Дальнейшее развитие идей Шершеневича представляется нам закономерным. Еще весной 1922 года в его дискуссионной статье «Драматурги» мы сталкиваемся если не с первым, то с одним из первых случаев употребления термина «монтаж» в текстах имажинистов: «Словесный материал на театре, это — театральный монтаж, не более, и так же, как существуют художники спектакля, изготовляющие вещественный монтаж, так же должны существовать поэты спектакля, изготовляющие словесный монтаж»[783]. В дальнейшем «монтаж» употребляется Шершеневичем вместо «ритмометрического цемента», связующего триаду сценического искусства (слово, движение, эмоция).

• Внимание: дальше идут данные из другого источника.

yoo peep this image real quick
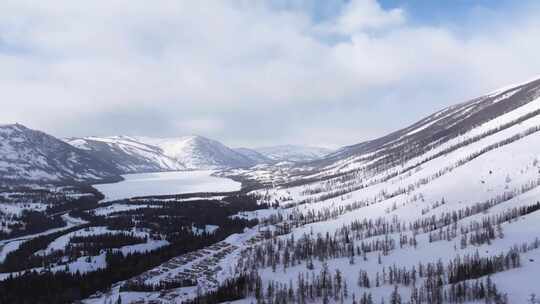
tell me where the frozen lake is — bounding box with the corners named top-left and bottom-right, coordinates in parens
top-left (94, 170), bottom-right (241, 201)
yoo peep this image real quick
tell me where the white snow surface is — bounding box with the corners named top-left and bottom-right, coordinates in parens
top-left (0, 214), bottom-right (88, 264)
top-left (93, 203), bottom-right (162, 215)
top-left (94, 170), bottom-right (241, 201)
top-left (68, 134), bottom-right (262, 172)
top-left (135, 135), bottom-right (255, 169)
top-left (67, 136), bottom-right (185, 173)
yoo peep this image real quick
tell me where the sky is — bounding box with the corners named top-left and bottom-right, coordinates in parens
top-left (1, 0), bottom-right (540, 149)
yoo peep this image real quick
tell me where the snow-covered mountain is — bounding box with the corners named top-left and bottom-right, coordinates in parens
top-left (232, 76), bottom-right (540, 186)
top-left (0, 124), bottom-right (121, 184)
top-left (233, 148), bottom-right (273, 164)
top-left (66, 136), bottom-right (185, 174)
top-left (67, 135), bottom-right (261, 173)
top-left (136, 136), bottom-right (259, 169)
top-left (137, 136), bottom-right (264, 169)
top-left (254, 145), bottom-right (333, 163)
top-left (313, 76), bottom-right (540, 177)
top-left (209, 76), bottom-right (540, 303)
top-left (64, 137), bottom-right (334, 175)
top-left (5, 76), bottom-right (540, 304)
top-left (84, 76), bottom-right (540, 304)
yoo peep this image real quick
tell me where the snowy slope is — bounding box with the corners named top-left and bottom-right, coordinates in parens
top-left (136, 135), bottom-right (259, 169)
top-left (87, 76), bottom-right (540, 303)
top-left (255, 145), bottom-right (333, 162)
top-left (67, 135), bottom-right (263, 173)
top-left (224, 76), bottom-right (540, 303)
top-left (315, 76), bottom-right (540, 177)
top-left (229, 77), bottom-right (540, 187)
top-left (0, 124), bottom-right (121, 184)
top-left (233, 148), bottom-right (273, 164)
top-left (66, 136), bottom-right (184, 173)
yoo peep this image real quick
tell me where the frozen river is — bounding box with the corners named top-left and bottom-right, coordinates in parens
top-left (94, 170), bottom-right (241, 201)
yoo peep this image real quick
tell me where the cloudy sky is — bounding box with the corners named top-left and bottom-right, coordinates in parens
top-left (1, 0), bottom-right (540, 148)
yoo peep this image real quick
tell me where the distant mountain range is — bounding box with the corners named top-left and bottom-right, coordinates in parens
top-left (12, 76), bottom-right (539, 187)
top-left (2, 76), bottom-right (538, 187)
top-left (229, 76), bottom-right (540, 187)
top-left (252, 145), bottom-right (332, 163)
top-left (66, 136), bottom-right (334, 175)
top-left (67, 135), bottom-right (260, 174)
top-left (66, 136), bottom-right (185, 174)
top-left (0, 125), bottom-right (332, 185)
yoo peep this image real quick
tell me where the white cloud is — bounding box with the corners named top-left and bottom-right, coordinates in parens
top-left (334, 0), bottom-right (405, 34)
top-left (0, 0), bottom-right (539, 147)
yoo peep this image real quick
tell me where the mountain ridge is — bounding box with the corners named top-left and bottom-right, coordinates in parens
top-left (254, 145), bottom-right (333, 163)
top-left (65, 135), bottom-right (334, 175)
top-left (0, 124), bottom-right (122, 185)
top-left (225, 76), bottom-right (540, 187)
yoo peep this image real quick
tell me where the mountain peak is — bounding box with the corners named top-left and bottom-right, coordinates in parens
top-left (0, 125), bottom-right (121, 184)
top-left (0, 122), bottom-right (29, 132)
top-left (66, 135), bottom-right (263, 173)
top-left (135, 135), bottom-right (256, 169)
top-left (483, 74), bottom-right (540, 98)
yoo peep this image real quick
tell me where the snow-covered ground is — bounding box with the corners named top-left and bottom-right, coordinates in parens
top-left (83, 229), bottom-right (259, 304)
top-left (0, 213), bottom-right (88, 263)
top-left (3, 77), bottom-right (539, 303)
top-left (0, 225), bottom-right (169, 281)
top-left (0, 202), bottom-right (47, 216)
top-left (0, 240), bottom-right (24, 263)
top-left (38, 226), bottom-right (149, 254)
top-left (94, 170), bottom-right (241, 201)
top-left (81, 78), bottom-right (540, 303)
top-left (93, 203), bottom-right (163, 216)
top-left (192, 224), bottom-right (219, 235)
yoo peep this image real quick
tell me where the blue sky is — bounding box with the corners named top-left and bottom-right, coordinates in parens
top-left (1, 0), bottom-right (540, 148)
top-left (380, 0), bottom-right (514, 23)
top-left (272, 0), bottom-right (537, 25)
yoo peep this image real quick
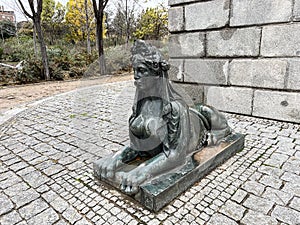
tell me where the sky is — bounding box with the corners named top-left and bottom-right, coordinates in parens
top-left (0, 0), bottom-right (166, 22)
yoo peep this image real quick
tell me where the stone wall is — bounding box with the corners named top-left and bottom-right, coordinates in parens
top-left (168, 0), bottom-right (300, 123)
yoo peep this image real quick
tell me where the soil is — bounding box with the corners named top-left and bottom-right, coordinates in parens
top-left (0, 74), bottom-right (133, 113)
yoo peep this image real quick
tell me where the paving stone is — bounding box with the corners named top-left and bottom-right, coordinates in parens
top-left (243, 195), bottom-right (274, 214)
top-left (9, 161), bottom-right (29, 172)
top-left (0, 210), bottom-right (22, 225)
top-left (282, 181), bottom-right (300, 197)
top-left (54, 220), bottom-right (69, 225)
top-left (289, 196), bottom-right (300, 211)
top-left (62, 206), bottom-right (82, 224)
top-left (74, 218), bottom-right (93, 225)
top-left (23, 170), bottom-right (50, 188)
top-left (42, 190), bottom-right (59, 202)
top-left (275, 143), bottom-right (297, 156)
top-left (231, 189), bottom-right (247, 203)
top-left (219, 200), bottom-right (246, 221)
top-left (272, 205), bottom-right (300, 224)
top-left (42, 163), bottom-right (64, 176)
top-left (258, 165), bottom-right (283, 178)
top-left (281, 171), bottom-right (300, 183)
top-left (282, 157), bottom-right (300, 174)
top-left (207, 213), bottom-right (238, 225)
top-left (259, 175), bottom-right (283, 189)
top-left (0, 193), bottom-right (14, 216)
top-left (241, 209), bottom-right (278, 225)
top-left (15, 221), bottom-right (27, 225)
top-left (11, 188), bottom-right (40, 209)
top-left (27, 208), bottom-right (59, 225)
top-left (0, 172), bottom-right (22, 189)
top-left (242, 180), bottom-right (265, 196)
top-left (262, 187), bottom-right (293, 206)
top-left (19, 198), bottom-right (49, 220)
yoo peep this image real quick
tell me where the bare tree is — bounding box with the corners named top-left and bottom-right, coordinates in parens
top-left (91, 0), bottom-right (109, 75)
top-left (17, 0), bottom-right (50, 80)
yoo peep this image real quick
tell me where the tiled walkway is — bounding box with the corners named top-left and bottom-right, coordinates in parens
top-left (0, 81), bottom-right (299, 224)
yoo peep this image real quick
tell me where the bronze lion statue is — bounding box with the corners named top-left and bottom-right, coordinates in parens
top-left (94, 40), bottom-right (232, 194)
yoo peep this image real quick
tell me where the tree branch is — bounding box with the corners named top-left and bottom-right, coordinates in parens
top-left (37, 0), bottom-right (43, 17)
top-left (28, 0), bottom-right (36, 17)
top-left (91, 0), bottom-right (99, 18)
top-left (17, 0), bottom-right (33, 19)
top-left (104, 0), bottom-right (109, 9)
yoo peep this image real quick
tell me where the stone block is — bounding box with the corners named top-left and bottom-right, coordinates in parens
top-left (169, 0), bottom-right (203, 6)
top-left (253, 90), bottom-right (300, 123)
top-left (287, 59), bottom-right (300, 90)
top-left (168, 7), bottom-right (184, 32)
top-left (169, 33), bottom-right (205, 57)
top-left (230, 0), bottom-right (292, 26)
top-left (294, 0), bottom-right (300, 20)
top-left (207, 28), bottom-right (261, 57)
top-left (229, 59), bottom-right (287, 89)
top-left (173, 83), bottom-right (204, 106)
top-left (206, 87), bottom-right (253, 115)
top-left (169, 59), bottom-right (184, 82)
top-left (185, 0), bottom-right (230, 31)
top-left (184, 59), bottom-right (229, 85)
top-left (261, 23), bottom-right (300, 56)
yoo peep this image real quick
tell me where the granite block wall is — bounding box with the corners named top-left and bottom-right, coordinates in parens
top-left (168, 0), bottom-right (300, 123)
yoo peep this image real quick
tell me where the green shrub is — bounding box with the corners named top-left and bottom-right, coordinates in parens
top-left (0, 47), bottom-right (3, 60)
top-left (0, 67), bottom-right (17, 84)
top-left (105, 44), bottom-right (132, 74)
top-left (1, 36), bottom-right (35, 62)
top-left (16, 58), bottom-right (43, 84)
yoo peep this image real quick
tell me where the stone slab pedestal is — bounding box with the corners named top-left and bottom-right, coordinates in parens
top-left (94, 133), bottom-right (245, 212)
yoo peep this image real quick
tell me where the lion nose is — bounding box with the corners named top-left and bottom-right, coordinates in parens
top-left (134, 71), bottom-right (141, 80)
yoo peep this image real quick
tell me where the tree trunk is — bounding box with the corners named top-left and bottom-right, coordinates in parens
top-left (92, 0), bottom-right (108, 75)
top-left (33, 25), bottom-right (38, 57)
top-left (85, 0), bottom-right (91, 54)
top-left (96, 16), bottom-right (106, 75)
top-left (125, 0), bottom-right (129, 44)
top-left (34, 19), bottom-right (50, 80)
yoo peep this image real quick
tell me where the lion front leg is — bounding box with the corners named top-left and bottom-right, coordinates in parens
top-left (119, 150), bottom-right (186, 194)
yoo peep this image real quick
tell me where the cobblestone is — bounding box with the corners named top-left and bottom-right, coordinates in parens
top-left (219, 200), bottom-right (246, 221)
top-left (262, 187), bottom-right (293, 205)
top-left (272, 205), bottom-right (300, 224)
top-left (0, 210), bottom-right (22, 225)
top-left (0, 193), bottom-right (14, 215)
top-left (0, 81), bottom-right (299, 224)
top-left (243, 195), bottom-right (274, 214)
top-left (19, 198), bottom-right (49, 220)
top-left (241, 210), bottom-right (278, 225)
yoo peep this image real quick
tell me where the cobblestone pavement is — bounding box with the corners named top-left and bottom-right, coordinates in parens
top-left (1, 81), bottom-right (300, 225)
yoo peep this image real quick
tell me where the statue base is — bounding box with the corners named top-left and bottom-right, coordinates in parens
top-left (94, 133), bottom-right (244, 212)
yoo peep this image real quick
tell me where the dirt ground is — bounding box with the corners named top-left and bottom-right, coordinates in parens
top-left (0, 74), bottom-right (133, 112)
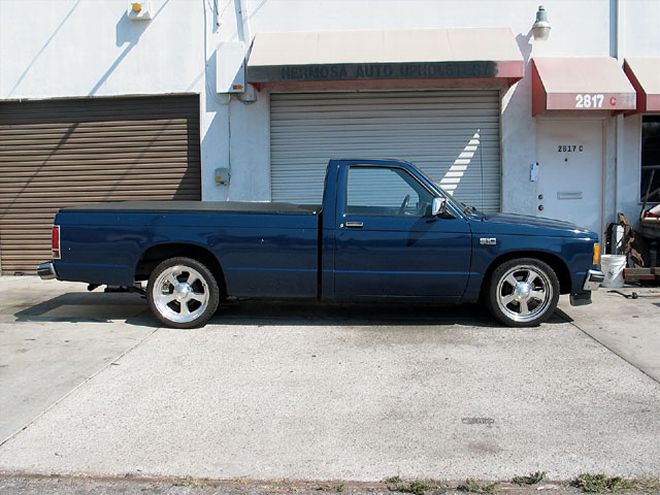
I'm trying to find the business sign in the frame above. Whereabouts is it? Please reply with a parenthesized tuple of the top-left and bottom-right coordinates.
(248, 61, 499, 83)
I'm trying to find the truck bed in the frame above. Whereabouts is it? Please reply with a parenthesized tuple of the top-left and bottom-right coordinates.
(55, 201, 321, 296)
(62, 201, 320, 215)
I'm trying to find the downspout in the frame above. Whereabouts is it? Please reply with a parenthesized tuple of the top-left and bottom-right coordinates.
(604, 0, 624, 241)
(224, 0, 253, 201)
(612, 0, 625, 227)
(237, 0, 252, 46)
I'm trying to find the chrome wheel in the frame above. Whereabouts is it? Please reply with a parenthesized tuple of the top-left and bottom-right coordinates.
(495, 265, 553, 323)
(152, 265, 210, 325)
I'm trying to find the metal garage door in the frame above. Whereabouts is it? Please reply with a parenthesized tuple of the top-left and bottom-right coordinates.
(0, 95, 201, 275)
(270, 90, 501, 210)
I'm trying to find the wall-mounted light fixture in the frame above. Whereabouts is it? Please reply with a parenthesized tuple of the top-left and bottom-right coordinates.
(127, 1, 153, 21)
(532, 5, 551, 41)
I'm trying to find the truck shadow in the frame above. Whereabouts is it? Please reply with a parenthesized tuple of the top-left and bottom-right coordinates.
(13, 292, 156, 327)
(212, 300, 573, 328)
(13, 292, 573, 329)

Как нам кажется, Шершеневич обрабатывает теорию словесного монтажа и динамического театрального слова, как некоторый вывод из своей собственной поэтической деятельности («каталог образов»), но в контексте теории метроритма. В отличие от литературного, слово в театре динамично. Таким образом, театральное слово соответствует термину «словообраз»[784] в связи с имажинистской поэзией, так как «словообраз» содержит семантический потенциал в безглагольном имажинистском тексте, где предикация между картинами остается читателю[785]. Шершеневичу, декларирующему дифференциацию искусств и специфику языка театра, театральное слово видится монтажным в том смысле, что оно неотделимо от сценической совокупности. Эта совокупность является необходимым условием театральной словесности, и поэтому «словесный монтаж может создаваться после режиссерского замысла, так же, как работа композитора спектакля может вестись после основных репетиций»[786].
Близкий друг Шершеневича Сергей Третьяков предложил в 1923 году другой термин-тандем — «слово-жест», который может оказаться полезным и в карпалистике[787]. Как нам кажется, «слово-жест» сопоставимо с рассуждениями Шершеневича, ищущего словесного выражения для движения. В своих тезисах 1924 года о театре он констатировал: «Не существует в области театра революционного пути, идущего от содержания пьесы. Революция в области искусства вдет всегда от формы и спектакля, и монтажа, и пьеса есть не больше, чем словесный монтаж. Современная пьеса это не больше для театра, чем современный макет и современный жест <…>. Игра нового актера должна быть уложена в точные рамки математически измеренных жестов, волнений и ритмов речи»[788].